The saying a teacher told us in high school is, 'when you're green you're growing, when you're ripe you rot.' 

With that saying, it's not just about continuing to grow, it also addresses the issue of not being afraid to make mistakes as they are inevitable when you are 'green'. A good lesson for young students to learn.


----------



## Longtimeago (Aug 8, 2018)

agent99 said:


> I agree with everything......that Alta said. Try starting a new more polite thread.


Agent99, why not have those NOT posting on the joys of retirement, try learning how to respond to a thread topic? Like I said, clueless.


----------



## Longtimeago (Aug 8, 2018)

pwm said:


> 1). Not having to drag my *** into a job I hated.
> 2). See #1.
> 3). See #1.
> 4). . . . . I think you get the idea.


My favourite similar thought pwm is called the 'Two Rules to a Happy Life'. 

Rule 1: Don't sweat the small stuff.
Rule 2: It's all small stuff.

Worker bees simply don't have the time to figure out Rule 2. Instead the take a throwaway comment like 'clueless' referring to someone with no actual experience of the topic and try to turn it into 'big stuff' and go off into a politically correct rant. Hilarious.


----------



## Beaver101 (Nov 14, 2011)

^^^ The pot calling the kettle black. :bi_polo:


----------



## agent99 (Sep 11, 2013)

Longtimeago said:


> Like I said, clueless.


I agree - It was a clueless way of starting a thread.


----------



## kcowan (Jul 1, 2010)

Longtimeago said:


> Another joy of retirement is being able to take the time to actually make sure you understand what you are reading before rushing off half-cocked.


No LTA I think the onus is on the poster to be clear in their writings. Blaming the readers is a cop out. You should be taking the input and improving your writing style.


----------



## Longtimeago (Aug 8, 2018)

kcowan said:


> No LTA I think the onus is on the poster to be clear in their writings. Blaming the readers is a cop out. You should be taking the input and improving your writing style.


Huh? 

I wrote, " "No appointment for a barber/hairdresser; car service; doctor/dentist; or any other kind of appointment you can think of, ever has to be made again at a time you are not happy with." 

You are saying that I should not have expected Beaver101 to be able to read that sentence and comprehend the meaning? That my writing was not clear? That I cannot blame Beaver101 for not comprehending the "at a time you are not happy with."? Was I ambiguous perhaps?

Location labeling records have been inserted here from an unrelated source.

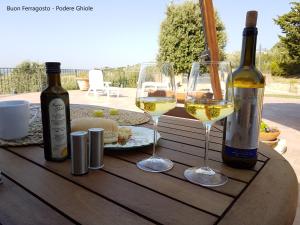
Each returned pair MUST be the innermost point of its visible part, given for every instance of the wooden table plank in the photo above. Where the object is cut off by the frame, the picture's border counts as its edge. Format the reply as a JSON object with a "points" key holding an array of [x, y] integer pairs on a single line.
{"points": [[271, 197], [187, 122], [186, 192], [77, 202], [190, 160], [156, 206], [17, 206], [232, 188]]}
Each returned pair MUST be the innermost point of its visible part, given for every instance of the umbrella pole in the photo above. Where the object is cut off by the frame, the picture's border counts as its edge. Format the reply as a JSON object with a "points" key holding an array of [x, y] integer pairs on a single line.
{"points": [[211, 44]]}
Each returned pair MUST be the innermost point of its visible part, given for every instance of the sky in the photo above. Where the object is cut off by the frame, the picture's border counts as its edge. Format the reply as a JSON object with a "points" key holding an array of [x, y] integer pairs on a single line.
{"points": [[115, 32]]}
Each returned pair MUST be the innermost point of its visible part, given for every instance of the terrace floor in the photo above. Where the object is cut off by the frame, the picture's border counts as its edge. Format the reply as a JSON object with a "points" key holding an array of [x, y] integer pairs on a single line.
{"points": [[282, 113]]}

As for needing to improve my writing style, I am open to your giving me an example of how you would have written that sentence and expected Beaver101 to have been able to read and comprehend it correctly.


----------



## Longtimeago (Aug 8, 2018)

Beaver101 said:


> ^^^ The pot calling the kettle black. :bi_polo:


Comments such as that, which assume the reader can read your mind as to what you are referring to show a decided lack of understanding of how communication works.


----------



## Longtimeago (Aug 8, 2018)

agent99 said:


> I agree - It was a clueless way of starting a thread.


Umm, no. You can agree with what I wrote or you can disagree but you cannot agree with something I did not write. I wrote NOTHING about 'a way of starting a thread.'

As for my opinion on a way of starting a thread, well I thought starting by directing the thread to specific group (retirees) and making it clear that non-retirees need not comment was a good way to start a thread aimed at a specific group ie retirees. But I'm open to hearing how you would have started a thread aimed at that specific group and made it clear non-members of that group were being asked specifically NOT to comment.


----------



## STech (Jun 7, 2016)

Longtimeago said:


> As for my opinion on a way of starting a thread, well I thought starting by directing the thread to specific group (retirees) and making it clear that non-retirees need not comment was a good way to start a thread aimed at a specific group ie retirees. But I'm open to hearing how you would have started a thread aimed at that specific group and made it clear non-members of that group were being asked specifically NOT to comment.


It's not up to you who can and cannot comment in an open forum. Get over it. You can politely ask opinions of a certain audience, but it doesn't mean you muzzle others. I don't think you've offended anyone, but pretty much everyone is commenting on the crass tone. 

You should've asked what the current retirees found enjoyable, and what wannabe retirees look forward to. 

And to add to the topic, pretty much everything listed so far, except for MP's post, hasn't inspired me to retire at all. Some of the listed "joys" put me to sleep reading them. But I guess I'm "clueless". I only work 3 days a week now, and I'm about to go grocery shopping before 11 am on a Thursday. I already don't have to worry about appointments for just about anything. I'll try to "clue" my daughter into this aspiration for retirement. 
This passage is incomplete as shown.